The girl, ‘TM4', walked to the back of the stage. She took a yellow envelope out from under the folds of her gown, and put it down on the bench. Then she walked back to Allich. There was no fear in her face, but Six
thought he saw thinly veiled despair. He had the sudden impression that this was not a willing volunteer.

‘Who has the card?' Allich asked.

A guest held it up, and passed it to the front. Allich took it, and slipped it into an envelope identical to the one on the bench. Then she passed it to the girl, who put it inside her gown where the other one had been.

Six frowned. Why was the subject getting the card? Shouldn't Allich keep it? Perhaps there was more than just congratulations scrawled in there – he should have looked closer.

‘Incredible, isn't it?' the tanned man sitting next to Six said.

It took Six a moment to realise that the man was talking to him. ‘Yes,' he replied. ‘Chemal has really excelled herself this time.'

The man smiled. ‘It's strange – in a way, the rest of the demonstration is a formality. We already know she'll succeed. But she has to do it anyway.'

The rest of the demonstration? Allich was going to send the girl back!

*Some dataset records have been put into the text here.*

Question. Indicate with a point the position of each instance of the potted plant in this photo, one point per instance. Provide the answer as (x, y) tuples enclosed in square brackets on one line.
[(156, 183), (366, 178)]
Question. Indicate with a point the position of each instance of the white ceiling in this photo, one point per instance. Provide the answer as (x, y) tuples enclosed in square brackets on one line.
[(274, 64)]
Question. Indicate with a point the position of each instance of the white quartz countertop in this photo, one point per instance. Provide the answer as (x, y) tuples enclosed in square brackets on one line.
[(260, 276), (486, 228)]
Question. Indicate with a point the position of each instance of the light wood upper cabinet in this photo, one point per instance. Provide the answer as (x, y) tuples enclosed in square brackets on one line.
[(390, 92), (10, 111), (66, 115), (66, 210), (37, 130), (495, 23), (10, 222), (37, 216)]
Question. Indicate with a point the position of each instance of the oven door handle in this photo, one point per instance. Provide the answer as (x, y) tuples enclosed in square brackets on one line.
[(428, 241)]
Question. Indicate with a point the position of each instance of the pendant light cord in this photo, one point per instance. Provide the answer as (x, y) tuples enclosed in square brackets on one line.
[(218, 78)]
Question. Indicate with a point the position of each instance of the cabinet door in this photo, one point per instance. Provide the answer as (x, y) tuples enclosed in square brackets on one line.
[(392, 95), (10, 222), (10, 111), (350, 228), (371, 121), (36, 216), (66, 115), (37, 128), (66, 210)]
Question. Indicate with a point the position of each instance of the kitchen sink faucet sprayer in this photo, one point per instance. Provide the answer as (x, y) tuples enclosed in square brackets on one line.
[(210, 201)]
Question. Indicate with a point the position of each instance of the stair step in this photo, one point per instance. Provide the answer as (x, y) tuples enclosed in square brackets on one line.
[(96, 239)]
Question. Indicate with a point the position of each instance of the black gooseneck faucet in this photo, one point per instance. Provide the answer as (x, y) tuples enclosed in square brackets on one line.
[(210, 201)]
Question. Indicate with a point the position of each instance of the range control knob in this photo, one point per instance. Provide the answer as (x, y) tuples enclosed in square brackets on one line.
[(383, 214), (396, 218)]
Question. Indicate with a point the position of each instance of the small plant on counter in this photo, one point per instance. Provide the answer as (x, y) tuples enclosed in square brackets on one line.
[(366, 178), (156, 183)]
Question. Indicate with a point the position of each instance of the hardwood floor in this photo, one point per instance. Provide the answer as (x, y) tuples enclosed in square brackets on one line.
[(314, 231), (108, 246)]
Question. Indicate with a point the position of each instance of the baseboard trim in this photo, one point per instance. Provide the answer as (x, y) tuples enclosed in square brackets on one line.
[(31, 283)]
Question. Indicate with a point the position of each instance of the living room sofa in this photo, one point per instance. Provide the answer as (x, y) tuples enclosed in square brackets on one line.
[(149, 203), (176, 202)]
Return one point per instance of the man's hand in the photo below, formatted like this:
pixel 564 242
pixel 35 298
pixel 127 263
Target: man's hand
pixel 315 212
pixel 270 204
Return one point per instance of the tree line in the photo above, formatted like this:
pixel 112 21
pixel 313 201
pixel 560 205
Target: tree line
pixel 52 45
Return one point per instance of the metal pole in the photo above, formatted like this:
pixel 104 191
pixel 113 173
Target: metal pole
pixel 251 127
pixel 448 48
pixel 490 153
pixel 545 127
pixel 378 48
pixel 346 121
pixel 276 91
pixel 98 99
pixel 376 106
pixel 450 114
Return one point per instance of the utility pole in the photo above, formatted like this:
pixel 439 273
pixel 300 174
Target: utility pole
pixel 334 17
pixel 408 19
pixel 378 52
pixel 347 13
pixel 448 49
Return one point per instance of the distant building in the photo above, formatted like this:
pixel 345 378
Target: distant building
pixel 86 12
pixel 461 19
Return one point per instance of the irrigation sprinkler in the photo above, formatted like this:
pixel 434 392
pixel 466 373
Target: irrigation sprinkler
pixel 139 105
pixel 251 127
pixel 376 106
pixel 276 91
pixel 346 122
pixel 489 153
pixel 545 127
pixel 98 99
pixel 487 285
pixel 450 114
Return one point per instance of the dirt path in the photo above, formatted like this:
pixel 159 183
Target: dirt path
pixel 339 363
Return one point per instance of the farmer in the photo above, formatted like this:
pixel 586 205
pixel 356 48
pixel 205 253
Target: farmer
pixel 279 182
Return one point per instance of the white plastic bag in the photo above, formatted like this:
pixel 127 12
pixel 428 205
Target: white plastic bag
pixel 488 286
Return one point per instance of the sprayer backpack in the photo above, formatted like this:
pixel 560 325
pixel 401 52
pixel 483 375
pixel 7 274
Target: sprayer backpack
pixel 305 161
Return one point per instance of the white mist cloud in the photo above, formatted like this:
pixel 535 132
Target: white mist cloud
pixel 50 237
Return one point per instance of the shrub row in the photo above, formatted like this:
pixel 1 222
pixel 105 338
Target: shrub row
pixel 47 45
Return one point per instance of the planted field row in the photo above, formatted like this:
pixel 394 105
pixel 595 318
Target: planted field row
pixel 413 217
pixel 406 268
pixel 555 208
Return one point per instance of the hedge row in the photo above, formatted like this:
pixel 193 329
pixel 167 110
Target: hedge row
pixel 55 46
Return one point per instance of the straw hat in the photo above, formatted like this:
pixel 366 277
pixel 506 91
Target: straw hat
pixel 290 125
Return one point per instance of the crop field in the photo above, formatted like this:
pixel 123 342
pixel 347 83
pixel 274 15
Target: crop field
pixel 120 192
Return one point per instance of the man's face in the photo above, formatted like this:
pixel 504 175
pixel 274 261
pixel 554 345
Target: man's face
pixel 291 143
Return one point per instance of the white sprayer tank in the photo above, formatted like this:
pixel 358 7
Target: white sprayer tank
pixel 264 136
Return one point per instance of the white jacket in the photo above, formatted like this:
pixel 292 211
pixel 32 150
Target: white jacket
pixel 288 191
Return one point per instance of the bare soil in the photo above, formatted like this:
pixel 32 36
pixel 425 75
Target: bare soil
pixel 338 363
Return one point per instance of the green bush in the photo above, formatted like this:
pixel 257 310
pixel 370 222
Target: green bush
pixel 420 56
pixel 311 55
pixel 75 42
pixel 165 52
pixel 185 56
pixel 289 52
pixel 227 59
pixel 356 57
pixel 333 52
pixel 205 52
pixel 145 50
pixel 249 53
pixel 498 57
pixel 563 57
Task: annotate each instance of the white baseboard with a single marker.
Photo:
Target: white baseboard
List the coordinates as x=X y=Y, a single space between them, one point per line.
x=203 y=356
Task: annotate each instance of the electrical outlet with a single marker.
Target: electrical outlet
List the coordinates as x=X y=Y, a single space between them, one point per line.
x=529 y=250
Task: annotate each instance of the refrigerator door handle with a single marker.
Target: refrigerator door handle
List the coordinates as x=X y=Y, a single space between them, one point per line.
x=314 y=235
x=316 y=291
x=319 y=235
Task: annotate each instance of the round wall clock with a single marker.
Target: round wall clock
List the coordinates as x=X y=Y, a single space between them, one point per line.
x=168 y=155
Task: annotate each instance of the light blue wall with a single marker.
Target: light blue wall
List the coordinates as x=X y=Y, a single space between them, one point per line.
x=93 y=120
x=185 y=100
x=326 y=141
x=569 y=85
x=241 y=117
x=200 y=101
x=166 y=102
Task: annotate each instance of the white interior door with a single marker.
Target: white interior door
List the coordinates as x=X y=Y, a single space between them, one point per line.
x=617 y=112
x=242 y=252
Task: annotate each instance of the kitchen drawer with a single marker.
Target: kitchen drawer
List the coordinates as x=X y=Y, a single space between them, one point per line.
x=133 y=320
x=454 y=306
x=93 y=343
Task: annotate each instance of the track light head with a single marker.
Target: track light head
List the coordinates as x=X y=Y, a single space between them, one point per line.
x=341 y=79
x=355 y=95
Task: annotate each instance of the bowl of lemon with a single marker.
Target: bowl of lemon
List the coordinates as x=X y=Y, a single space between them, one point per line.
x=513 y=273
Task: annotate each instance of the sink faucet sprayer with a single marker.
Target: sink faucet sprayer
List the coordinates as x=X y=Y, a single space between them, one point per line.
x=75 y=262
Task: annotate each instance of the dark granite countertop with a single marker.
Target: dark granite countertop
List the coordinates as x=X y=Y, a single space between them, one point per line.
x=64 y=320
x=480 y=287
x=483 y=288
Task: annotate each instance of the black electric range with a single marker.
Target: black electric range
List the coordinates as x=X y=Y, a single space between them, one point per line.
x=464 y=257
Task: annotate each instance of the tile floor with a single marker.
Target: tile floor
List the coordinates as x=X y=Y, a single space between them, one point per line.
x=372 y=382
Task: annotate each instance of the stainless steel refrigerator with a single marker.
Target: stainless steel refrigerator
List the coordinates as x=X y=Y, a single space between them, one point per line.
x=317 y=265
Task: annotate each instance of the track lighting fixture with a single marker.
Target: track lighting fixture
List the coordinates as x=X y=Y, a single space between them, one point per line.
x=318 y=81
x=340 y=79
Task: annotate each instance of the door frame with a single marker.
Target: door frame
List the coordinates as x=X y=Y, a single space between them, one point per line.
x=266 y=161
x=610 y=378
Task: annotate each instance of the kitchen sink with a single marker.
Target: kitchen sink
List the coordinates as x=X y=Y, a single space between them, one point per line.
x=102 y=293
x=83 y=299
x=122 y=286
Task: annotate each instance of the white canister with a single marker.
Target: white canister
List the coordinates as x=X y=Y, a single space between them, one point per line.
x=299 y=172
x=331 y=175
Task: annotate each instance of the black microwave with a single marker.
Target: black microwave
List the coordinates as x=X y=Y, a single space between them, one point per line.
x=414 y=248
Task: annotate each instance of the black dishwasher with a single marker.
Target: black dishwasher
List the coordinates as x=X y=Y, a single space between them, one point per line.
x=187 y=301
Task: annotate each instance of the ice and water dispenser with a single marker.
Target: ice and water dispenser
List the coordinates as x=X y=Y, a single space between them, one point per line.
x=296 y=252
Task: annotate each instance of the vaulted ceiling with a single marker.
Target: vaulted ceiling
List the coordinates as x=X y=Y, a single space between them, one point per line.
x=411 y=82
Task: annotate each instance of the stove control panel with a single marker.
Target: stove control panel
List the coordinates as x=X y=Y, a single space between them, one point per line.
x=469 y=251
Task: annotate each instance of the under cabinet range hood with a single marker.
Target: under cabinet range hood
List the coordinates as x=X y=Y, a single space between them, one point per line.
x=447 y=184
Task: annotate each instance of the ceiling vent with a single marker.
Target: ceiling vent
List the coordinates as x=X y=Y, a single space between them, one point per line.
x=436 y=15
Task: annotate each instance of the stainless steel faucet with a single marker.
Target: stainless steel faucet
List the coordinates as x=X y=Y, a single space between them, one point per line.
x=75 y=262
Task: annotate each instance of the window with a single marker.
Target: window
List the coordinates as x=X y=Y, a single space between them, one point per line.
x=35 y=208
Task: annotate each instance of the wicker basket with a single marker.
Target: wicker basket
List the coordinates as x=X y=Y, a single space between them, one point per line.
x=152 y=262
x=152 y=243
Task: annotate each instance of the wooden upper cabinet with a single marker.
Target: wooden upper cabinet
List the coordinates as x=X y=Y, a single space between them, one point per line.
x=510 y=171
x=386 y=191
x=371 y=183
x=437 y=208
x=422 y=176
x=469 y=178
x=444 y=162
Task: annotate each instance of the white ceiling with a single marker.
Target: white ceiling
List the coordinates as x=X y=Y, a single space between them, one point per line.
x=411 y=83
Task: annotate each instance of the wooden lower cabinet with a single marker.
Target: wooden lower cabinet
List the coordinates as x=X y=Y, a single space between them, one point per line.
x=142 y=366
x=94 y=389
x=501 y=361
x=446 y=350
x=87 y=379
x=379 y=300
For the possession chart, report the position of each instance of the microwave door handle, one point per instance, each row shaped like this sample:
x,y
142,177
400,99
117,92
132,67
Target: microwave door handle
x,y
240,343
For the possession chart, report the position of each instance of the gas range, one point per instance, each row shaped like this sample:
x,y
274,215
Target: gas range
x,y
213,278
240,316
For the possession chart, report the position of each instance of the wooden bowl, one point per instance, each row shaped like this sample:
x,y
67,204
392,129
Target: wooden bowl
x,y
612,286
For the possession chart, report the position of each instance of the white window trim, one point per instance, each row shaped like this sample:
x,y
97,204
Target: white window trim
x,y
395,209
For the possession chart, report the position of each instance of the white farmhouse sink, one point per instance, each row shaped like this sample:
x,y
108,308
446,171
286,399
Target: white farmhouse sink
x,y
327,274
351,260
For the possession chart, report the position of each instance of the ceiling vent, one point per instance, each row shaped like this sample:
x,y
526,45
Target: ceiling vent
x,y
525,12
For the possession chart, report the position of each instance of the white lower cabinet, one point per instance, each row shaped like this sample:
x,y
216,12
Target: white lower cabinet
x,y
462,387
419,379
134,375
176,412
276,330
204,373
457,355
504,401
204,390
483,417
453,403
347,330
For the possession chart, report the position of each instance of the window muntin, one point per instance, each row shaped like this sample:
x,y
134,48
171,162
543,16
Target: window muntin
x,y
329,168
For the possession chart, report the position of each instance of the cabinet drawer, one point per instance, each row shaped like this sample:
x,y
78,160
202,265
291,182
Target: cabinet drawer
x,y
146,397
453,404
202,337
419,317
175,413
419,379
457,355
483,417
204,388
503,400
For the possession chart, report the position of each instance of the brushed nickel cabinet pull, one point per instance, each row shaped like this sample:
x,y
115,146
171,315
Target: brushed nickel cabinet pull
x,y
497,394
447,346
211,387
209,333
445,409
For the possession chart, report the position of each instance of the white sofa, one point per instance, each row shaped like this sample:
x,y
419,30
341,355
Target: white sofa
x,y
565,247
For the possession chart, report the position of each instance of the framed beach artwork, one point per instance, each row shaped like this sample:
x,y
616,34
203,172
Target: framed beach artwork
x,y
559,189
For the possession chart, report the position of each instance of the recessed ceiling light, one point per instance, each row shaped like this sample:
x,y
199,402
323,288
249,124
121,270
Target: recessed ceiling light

‘I left my brief at the office,' Six said. ‘Where's Port B again?'

The man frowned. ‘I'm sorry?'

‘The other end of the transmission,' Six explained. ‘Where's she being sent?'

‘Oh, right,' the man said. ‘To 710. Not far.'

Six blinked. The address of the Tower was 792 Shuttle Way, South Coast. If Six had understood the man
correctly, Port B was at 710 Shuttle Way – just down the street. But, he realised, that was just outside the zone that ChaoSonic had flattened looking for the warhead. It fit.

‘Uh, thanks,' he said. That was way too easy.

The man shrugged. ‘No problem.'

Down on the stage, Allich was leading the girl back towards the glass chamber. The girl was staring at her bare feet.

Six leaned over to Ace. ‘I just found Port B.'

‘How?'

‘I asked the guy next to me.'

Ace stared. ‘You're kidding.'

‘I don't kid,' Six said.

‘Do you still need to plant the tracker?'

Six felt a rush of pity for TM4, being sent back and forth down the same street, blasted to atoms and then fused back together, over and over, again and again. She'd done it so many times that she'd even learned all Allich's lines – and she wasn't resisting anymore. Six wondered how they'd forced her to submit. She was physically healthy, which meant either that she had been their captive for a very long time, long enough to heal all the bones they had broken, or that they'd threatened someone close to her.

Six wished he could jump down to the stage, grab her, and carry her out of the building. She didn't deserve to be torn apart and reassembled again. But there were too many guards, too many witnesses. He probably
wouldn't make it out of the building. And while he was willing to risk his own life to save her, he had other moral imperatives.

If he died, Ace would be unprotected. The Deck might never find the nuclear warhead. And the side of good would lose its best soldier.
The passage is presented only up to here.